20
La respuesta de Katherine acabó llegando el lunes por la mañana, a las seis en punto, para ser más exactos. Tuve suerte y el chico me la dio directamente a mí cuando me disponía a salir de casa. Al ver la caligrafía de mi amada, el corazón me dio un vuelco. Estaba viva. Mis peores temores se esfumaron de repente a la luz del sol de principios de verano.
Ya con la preciada carta en mis manos, no pude resistirme a leerla, aunque eso me retrasara. Frente al umbral de la casa, con la puerta cerrada a mis espaldas y el bullicio de la calle a pocos centímetros de mi rostro, rompí el sello y desplegué el papel de color crema. Para mi sorpresa, vi que no había más que una sola hoja de papel de gran tamaño que Katherine había llenado hasta los bordes, tal como Jane solía hacer, a pesar de que Katherine no tenía esa costumbre. Mis ojos recorrieron sus palabras con avidez.
Mi más querido y estimado señor:
Te aseguro de todo corazón que me gustaría poder aceptar tu oferta con toda libertad. Sin embargo, no es así, puesto que nuestro matrimonio sería una mentira… No puedo continuar, amor mío, si no es con otro relato de Leonora que tal vez sea más elocuente que yo.

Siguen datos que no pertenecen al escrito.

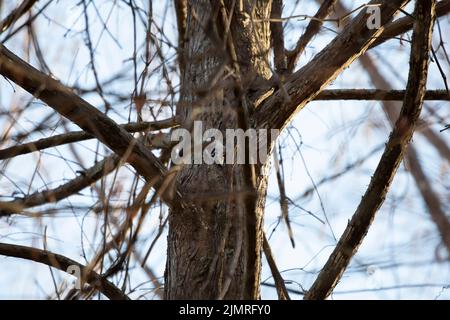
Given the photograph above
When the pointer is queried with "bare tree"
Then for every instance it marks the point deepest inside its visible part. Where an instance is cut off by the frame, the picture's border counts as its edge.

Sin lugar a dudas debe de pesar sobre mí una maldición, ya que cada vez que intento hablar de ello enmudezco sin remedio y empiezo a pensar que mi madre tenía razón y todas esas cosas en realidad no ocurren más que en las pesadillas.
¡Oh, Bloody Bones, querido mío, si está en tus manos hacerlo, perdona a la pobre Leonora! Si tras haber leído el relato sigues pensando en convertir a la pobre Katherine en tu esposa, que así sea. Pero en caso de que te veas incapaz de ello, cargaré con la pena de Leonora, desapareceré para siempre y no volverás a verme jamás.
No puede ser, pensé. Debe haber habido un error. Bajé los ojos y leí el título del relato:
El cuento de Raw Head y el sauce llorón
Érase una vez, antes de que Bloody Bones salvara de los malvados trasgos a su amada Leonora, ésta tuvo una extraña pesadilla…
Empecé a verlo todo borroso. Respiré hondo y me obligué a concentrarme y a continuar leyendo. Sin embargo, cuando llegué al final estaba tan trastornado que de repente me di cuenta de que no había comprendido lo que acababa de leer. Volví a empezar desde el principio, por lo último que era capaz de recordar, pero no pude encontrar el lugar en el que me había abandonado la capacidad de comprensión.
«En el jardín de la casa crecía un sauce llorón…»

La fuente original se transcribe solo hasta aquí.